One prominent theory is that the virus needs an assistant assailant -- a "co-factor," in scientific jargon. But the search for co-factors has been inconclusive. Although the presence of genital sores from syphilis or other ) venereal diseases makes transmission of the AIDS virus easier, neither the sores nor the microbes that cause them are necessary for HIV to spread. Researchers have also investigated the possibility that cytomegalovirus, a common form of herpes virus, might be the elusive co-factor, but eventually they ruled it out. "It has to be something that's not too obvious," says Dr. Kent Sepkowitz at the New York Hospital-Cornell University Medical Center. "Otherwise, we would have figured it out a long time ago."

Montagnier believes that the co-factor might be a mycoplasma -- a primitive bacterium-like organism. The possible role played by this microbe may help explain one of the mysteries surrounding the origin of AIDS. Studies of blood samples preserved from decades ago show that HIV was present in Africa long before AIDS appeared. What caused the once harmless virus to turn deadly? Montagnier thinks it was a strain of mycoplasma that until recent years was confined to America. Somehow, somewhere, according to his theory, HIV and the mycoplasma got together in a group of humans, and that was the start of the AIDS epidemic.

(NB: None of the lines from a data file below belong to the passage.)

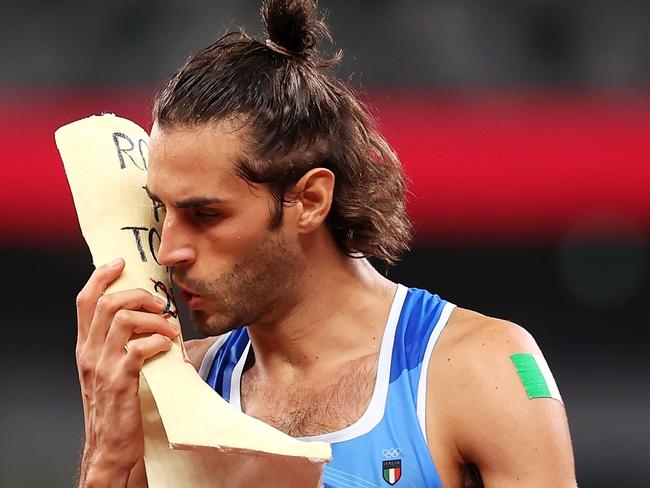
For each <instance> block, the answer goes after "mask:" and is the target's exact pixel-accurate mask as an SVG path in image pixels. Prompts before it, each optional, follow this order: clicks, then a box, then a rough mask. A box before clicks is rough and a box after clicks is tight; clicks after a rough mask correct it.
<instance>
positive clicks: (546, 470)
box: [426, 308, 575, 487]
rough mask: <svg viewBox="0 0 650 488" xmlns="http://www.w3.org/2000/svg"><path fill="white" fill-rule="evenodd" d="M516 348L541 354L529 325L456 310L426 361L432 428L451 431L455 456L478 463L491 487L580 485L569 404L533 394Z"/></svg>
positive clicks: (427, 411)
mask: <svg viewBox="0 0 650 488" xmlns="http://www.w3.org/2000/svg"><path fill="white" fill-rule="evenodd" d="M549 325H552V324H549ZM515 354H532V355H536V357H538V358H543V355H542V352H541V351H540V348H539V346H538V345H537V343H536V342H535V339H534V338H533V337H532V336H531V335H530V334H529V333H528V332H527V331H526V330H525V329H524V328H522V327H520V326H518V325H516V324H514V323H512V322H508V321H505V320H500V319H495V318H492V317H487V316H485V315H482V314H479V313H476V312H473V311H470V310H465V309H461V308H457V309H456V310H454V312H453V313H452V315H451V317H450V320H449V323H448V325H447V327H446V328H445V331H444V332H443V333H442V335H441V336H440V340H439V343H438V344H437V345H436V351H435V353H434V354H433V355H432V357H431V361H430V364H429V375H428V378H427V385H428V388H427V389H428V394H427V408H426V410H427V432H428V433H429V432H434V433H432V434H431V435H434V436H435V435H436V433H438V432H442V433H443V435H446V438H445V439H444V442H446V443H447V445H453V449H451V451H452V452H453V453H455V455H456V458H455V462H456V463H457V464H461V465H462V464H470V463H471V464H475V465H476V466H477V467H478V468H479V470H480V472H481V476H482V477H483V481H484V483H485V485H486V486H503V487H508V486H519V485H518V483H522V482H523V484H524V485H525V486H531V487H533V486H558V487H560V486H562V487H564V486H575V476H574V468H573V454H572V449H571V441H570V437H569V430H568V423H567V419H566V414H565V411H564V405H563V404H562V402H561V401H559V400H557V399H553V398H532V399H531V398H529V396H528V394H527V392H526V389H525V387H524V385H523V383H522V380H521V378H520V376H519V374H518V372H517V368H516V367H515V364H514V363H513V360H512V356H513V355H515ZM540 360H541V359H540ZM551 381H552V380H551ZM436 398H438V399H440V398H445V401H442V402H441V401H436ZM432 454H433V453H432Z"/></svg>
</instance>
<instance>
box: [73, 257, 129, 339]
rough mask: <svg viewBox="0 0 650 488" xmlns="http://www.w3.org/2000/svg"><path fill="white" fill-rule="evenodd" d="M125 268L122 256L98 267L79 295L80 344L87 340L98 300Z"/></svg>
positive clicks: (83, 287) (77, 312) (78, 315)
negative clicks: (102, 265) (118, 258)
mask: <svg viewBox="0 0 650 488" xmlns="http://www.w3.org/2000/svg"><path fill="white" fill-rule="evenodd" d="M123 269H124V260H123V259H121V258H119V259H116V260H114V261H111V262H110V263H108V264H104V265H103V266H100V267H98V268H97V269H95V271H93V274H92V275H91V276H90V278H89V279H88V281H87V282H86V284H85V285H84V287H83V288H82V289H81V291H80V292H79V294H78V295H77V342H78V343H79V344H84V343H85V342H86V339H87V337H88V331H89V330H90V323H91V321H92V318H93V315H94V313H95V306H96V305H97V300H99V297H101V296H102V294H103V293H104V290H106V287H107V286H108V285H109V284H110V283H111V282H113V281H114V280H115V279H116V278H117V277H118V276H119V275H120V273H122V270H123Z"/></svg>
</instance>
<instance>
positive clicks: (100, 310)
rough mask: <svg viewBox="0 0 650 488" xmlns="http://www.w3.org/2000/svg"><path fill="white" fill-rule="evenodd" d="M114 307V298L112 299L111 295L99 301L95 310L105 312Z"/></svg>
mask: <svg viewBox="0 0 650 488" xmlns="http://www.w3.org/2000/svg"><path fill="white" fill-rule="evenodd" d="M112 306H113V298H112V297H111V295H102V296H101V297H99V299H98V300H97V305H96V307H95V308H96V310H97V311H98V312H104V311H107V310H110V309H111V307H112Z"/></svg>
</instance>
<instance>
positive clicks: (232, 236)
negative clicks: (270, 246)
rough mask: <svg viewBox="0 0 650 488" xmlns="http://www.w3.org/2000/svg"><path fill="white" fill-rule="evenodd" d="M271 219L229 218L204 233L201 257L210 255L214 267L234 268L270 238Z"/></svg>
mask: <svg viewBox="0 0 650 488" xmlns="http://www.w3.org/2000/svg"><path fill="white" fill-rule="evenodd" d="M268 225H269V217H268V216H267V215H263V216H260V215H256V216H255V217H254V218H247V219H244V218H237V217H232V218H228V219H226V220H224V221H222V222H221V223H219V224H217V225H215V226H214V227H213V228H212V229H209V230H207V231H206V232H204V233H203V234H202V236H201V238H200V241H201V245H200V247H201V248H200V249H198V251H199V255H201V254H204V255H209V256H210V258H209V260H210V261H212V263H213V264H214V265H218V264H219V263H220V265H225V266H228V265H230V266H232V264H233V263H236V262H241V261H242V260H244V259H245V258H246V257H248V256H250V255H251V254H254V253H255V252H256V250H257V249H259V247H260V246H261V245H263V244H264V241H265V240H266V239H267V238H268Z"/></svg>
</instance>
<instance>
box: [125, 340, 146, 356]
mask: <svg viewBox="0 0 650 488" xmlns="http://www.w3.org/2000/svg"><path fill="white" fill-rule="evenodd" d="M146 353H147V350H146V348H145V347H144V345H143V344H141V343H137V344H132V345H130V346H129V351H128V355H129V356H131V357H132V358H133V359H137V360H140V359H144V358H145V357H146Z"/></svg>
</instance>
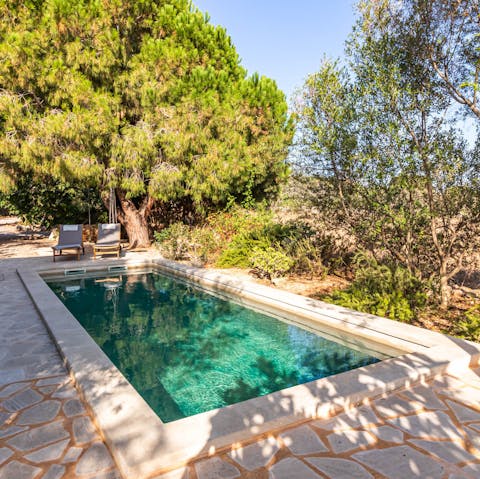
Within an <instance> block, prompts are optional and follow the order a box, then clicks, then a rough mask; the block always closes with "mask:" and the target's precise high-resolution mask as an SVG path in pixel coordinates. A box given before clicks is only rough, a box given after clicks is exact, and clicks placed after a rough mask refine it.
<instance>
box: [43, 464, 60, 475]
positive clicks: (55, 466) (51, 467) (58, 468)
mask: <svg viewBox="0 0 480 479" xmlns="http://www.w3.org/2000/svg"><path fill="white" fill-rule="evenodd" d="M64 473H65V466H61V465H60V464H53V465H52V466H50V469H48V471H47V473H46V474H45V475H44V476H43V477H42V479H62V478H63V474H64Z"/></svg>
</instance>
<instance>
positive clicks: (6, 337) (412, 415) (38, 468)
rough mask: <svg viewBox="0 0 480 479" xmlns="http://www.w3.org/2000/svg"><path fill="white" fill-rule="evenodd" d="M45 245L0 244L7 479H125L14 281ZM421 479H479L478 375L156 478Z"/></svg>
mask: <svg viewBox="0 0 480 479" xmlns="http://www.w3.org/2000/svg"><path fill="white" fill-rule="evenodd" d="M49 245H50V242H49V241H48V240H39V241H36V242H26V241H22V240H19V241H14V240H13V241H12V240H10V241H9V242H3V243H2V242H1V234H0V331H1V334H0V479H7V478H8V479H27V478H28V479H30V478H31V479H60V478H72V479H74V478H78V479H116V478H120V475H119V473H118V471H117V470H116V467H115V464H114V462H113V459H112V457H111V455H110V453H109V452H108V449H107V447H106V446H105V444H104V443H103V441H102V439H101V435H100V433H99V431H98V430H97V429H96V428H95V425H94V423H93V420H92V418H91V416H90V415H89V412H88V409H87V407H86V405H85V404H84V403H83V402H82V399H81V398H80V397H79V394H78V392H77V390H76V389H75V388H74V386H73V384H72V381H71V379H70V376H69V375H68V374H67V372H66V370H65V368H64V366H63V364H62V361H61V359H60V357H59V355H58V353H57V351H56V349H55V346H54V344H53V342H52V341H51V339H50V337H49V336H48V333H47V331H46V329H45V327H44V325H43V323H42V321H41V320H40V318H39V316H38V314H37V312H36V310H35V308H34V307H33V304H32V302H31V301H30V298H29V297H28V294H27V293H26V291H25V289H24V288H23V286H22V283H21V282H20V280H19V278H18V276H17V274H16V269H17V268H18V267H20V266H22V267H25V266H28V265H29V264H33V262H34V263H35V264H37V263H38V262H42V263H47V262H49V261H51V258H50V256H51V252H50V250H49ZM127 254H130V255H131V254H133V253H127ZM62 262H64V263H65V264H66V265H67V264H69V265H74V264H75V262H70V260H68V259H67V260H66V259H63V260H62ZM417 477H418V478H432V479H433V478H435V479H436V478H439V479H443V478H445V479H460V478H470V479H478V478H479V477H480V369H479V368H477V369H470V370H465V371H464V373H463V374H461V378H455V377H452V376H442V377H440V378H436V379H434V380H431V381H429V382H428V383H426V384H420V385H415V386H414V387H413V388H410V389H408V390H403V391H400V392H397V393H396V394H394V395H390V396H389V397H387V398H380V399H377V400H375V401H373V402H372V403H368V404H364V405H361V406H359V407H357V408H355V409H352V410H350V411H348V412H345V413H342V414H340V415H337V416H335V417H333V418H331V419H326V420H310V421H307V422H305V423H303V424H300V425H297V426H296V427H293V428H289V429H285V430H280V431H276V432H275V434H273V435H271V436H268V437H261V438H258V439H257V442H253V443H251V444H248V445H243V447H239V445H234V446H232V448H231V449H230V450H228V451H225V452H221V453H219V454H216V455H213V456H212V457H209V458H207V459H202V460H199V461H196V462H194V463H192V464H189V465H188V466H187V467H186V468H183V469H181V470H176V471H172V472H170V473H168V474H162V475H160V476H157V478H158V479H160V478H162V479H180V478H182V479H230V478H231V479H234V478H244V479H253V478H258V479H263V478H265V479H266V478H271V479H297V478H298V479H301V478H305V479H309V478H312V479H313V478H332V479H367V478H390V479H408V478H417ZM132 479H135V478H132Z"/></svg>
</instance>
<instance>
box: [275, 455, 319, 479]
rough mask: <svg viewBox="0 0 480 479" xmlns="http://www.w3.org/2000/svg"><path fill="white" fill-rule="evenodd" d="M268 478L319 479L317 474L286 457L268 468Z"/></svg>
mask: <svg viewBox="0 0 480 479" xmlns="http://www.w3.org/2000/svg"><path fill="white" fill-rule="evenodd" d="M268 477H269V478H271V479H293V478H299V479H300V478H302V479H320V476H319V475H318V474H316V473H315V472H313V471H312V469H310V468H309V467H308V466H306V465H305V464H304V463H303V462H302V461H300V460H299V459H297V458H294V457H287V458H286V459H282V460H281V461H279V462H277V463H276V464H274V465H273V466H272V467H271V468H270V472H269V476H268Z"/></svg>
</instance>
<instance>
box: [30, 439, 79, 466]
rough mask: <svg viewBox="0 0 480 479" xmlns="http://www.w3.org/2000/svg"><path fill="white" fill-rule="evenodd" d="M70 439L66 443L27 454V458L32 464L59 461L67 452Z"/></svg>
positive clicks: (68, 439) (62, 443) (61, 442)
mask: <svg viewBox="0 0 480 479" xmlns="http://www.w3.org/2000/svg"><path fill="white" fill-rule="evenodd" d="M69 441H70V439H65V440H64V441H61V442H57V443H55V444H51V445H50V446H47V447H44V448H42V449H39V450H38V451H35V452H32V453H30V454H27V455H26V456H25V457H26V458H27V459H28V460H29V461H30V462H37V463H38V462H48V461H54V460H55V459H58V458H59V457H60V456H61V455H62V454H63V451H65V448H66V447H67V444H68V442H69Z"/></svg>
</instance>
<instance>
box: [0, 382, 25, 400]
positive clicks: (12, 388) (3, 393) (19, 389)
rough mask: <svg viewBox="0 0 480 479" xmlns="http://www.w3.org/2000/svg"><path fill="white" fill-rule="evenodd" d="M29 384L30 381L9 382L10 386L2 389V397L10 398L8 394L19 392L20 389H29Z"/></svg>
mask: <svg viewBox="0 0 480 479" xmlns="http://www.w3.org/2000/svg"><path fill="white" fill-rule="evenodd" d="M29 386H30V383H13V384H9V385H8V386H5V387H4V388H3V389H2V390H1V391H0V399H5V398H8V396H11V395H12V394H14V393H17V392H19V391H22V390H23V389H27V388H28V387H29Z"/></svg>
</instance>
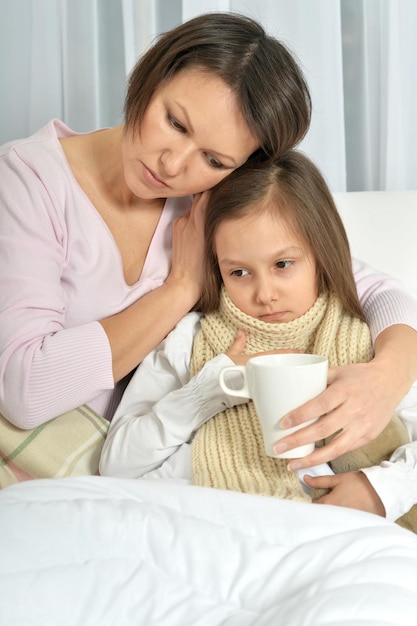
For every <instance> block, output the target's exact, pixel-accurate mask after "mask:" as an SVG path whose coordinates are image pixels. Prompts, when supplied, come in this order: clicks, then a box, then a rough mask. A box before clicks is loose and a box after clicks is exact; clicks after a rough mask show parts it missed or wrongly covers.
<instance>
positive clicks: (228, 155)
mask: <svg viewBox="0 0 417 626" xmlns="http://www.w3.org/2000/svg"><path fill="white" fill-rule="evenodd" d="M174 104H176V105H177V107H178V108H180V109H181V111H182V114H183V115H184V117H185V121H186V123H187V126H188V128H189V129H190V131H191V132H192V133H195V131H194V126H193V125H192V123H191V120H190V118H189V115H188V111H187V109H186V108H185V107H184V106H183V105H182V104H181V102H178V100H174ZM207 151H208V152H210V154H213V155H214V156H217V157H219V159H221V160H222V161H229V163H228V165H229V167H237V166H238V165H239V164H238V162H237V161H236V159H234V158H233V157H232V156H230V154H223V153H222V152H218V150H211V149H208V150H207Z"/></svg>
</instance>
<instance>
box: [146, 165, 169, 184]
mask: <svg viewBox="0 0 417 626" xmlns="http://www.w3.org/2000/svg"><path fill="white" fill-rule="evenodd" d="M142 168H143V177H144V179H145V181H146V182H147V183H148V184H149V185H151V186H152V187H155V188H156V189H163V188H165V187H168V185H167V184H166V183H164V181H163V180H161V179H160V178H158V176H157V175H156V174H154V173H153V171H152V170H150V169H149V167H146V165H145V164H144V163H142Z"/></svg>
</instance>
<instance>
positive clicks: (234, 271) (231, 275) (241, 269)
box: [231, 269, 249, 278]
mask: <svg viewBox="0 0 417 626" xmlns="http://www.w3.org/2000/svg"><path fill="white" fill-rule="evenodd" d="M247 274H249V272H248V271H247V270H243V269H238V270H233V272H231V276H237V277H238V278H241V277H242V276H247Z"/></svg>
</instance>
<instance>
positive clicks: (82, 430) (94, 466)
mask: <svg viewBox="0 0 417 626" xmlns="http://www.w3.org/2000/svg"><path fill="white" fill-rule="evenodd" d="M108 428H109V422H108V421H107V420H105V419H104V418H102V417H100V416H99V415H97V413H94V411H92V410H91V409H90V408H89V407H87V406H86V405H84V406H81V407H79V408H78V409H74V410H73V411H69V412H68V413H64V414H63V415H60V416H59V417H56V418H55V419H53V420H50V421H49V422H46V423H45V424H42V425H41V426H38V427H37V428H34V429H33V430H21V429H19V428H16V426H13V424H10V422H8V421H7V420H6V419H5V418H4V417H3V416H2V415H0V488H3V487H7V486H8V485H12V484H13V483H16V482H20V481H23V480H32V479H35V478H60V477H63V476H85V475H90V476H91V475H94V474H98V465H99V460H100V453H101V449H102V447H103V443H104V440H105V438H106V434H107V431H108Z"/></svg>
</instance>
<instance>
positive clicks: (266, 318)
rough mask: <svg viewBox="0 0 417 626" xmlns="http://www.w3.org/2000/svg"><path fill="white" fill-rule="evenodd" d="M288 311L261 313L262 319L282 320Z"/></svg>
mask: <svg viewBox="0 0 417 626" xmlns="http://www.w3.org/2000/svg"><path fill="white" fill-rule="evenodd" d="M287 313H288V311H280V312H279V313H267V314H266V315H261V316H260V319H261V320H262V321H264V322H269V323H272V322H281V321H282V318H283V317H285V315H286V314H287Z"/></svg>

POWERLESS DRUGS, ELUSIVE VACCINES

If HIV were an ordinary virus, designing drugs to kill it might not seem like an impossible mission. "But it is a much more difficult virus than anyone anticipated," says Myron Essex, head of the Harvard AIDS Institute. "It has many more fancy genes to determine how it replicates. It has positive and negative controls that interact with cellular controls, which allows it to crank up rapidly or remain silent for a long time. It's a very, very unusual virus."

Most important, HIV can easily disguise itself by altering the proteins in its outer coat. When that happens, the job of finding and attacking the virus becomes harder. Even AZT, the most effective drug against HIV, is nowhere near as potent as doctors or patients hoped it would be.

First approved for use in the U.S. five years ago, AZT prevents one of the viral genes from making an enzyme, called reverse transcriptase, that is critical to HIV's reproduction. This action prolongs life by postponing some of the symptoms of AIDS. But in patient after patient, HIV eventually mutates into a form that is less vulnerable to AZT. As a result, the drug's benefits generally run out within 18 months.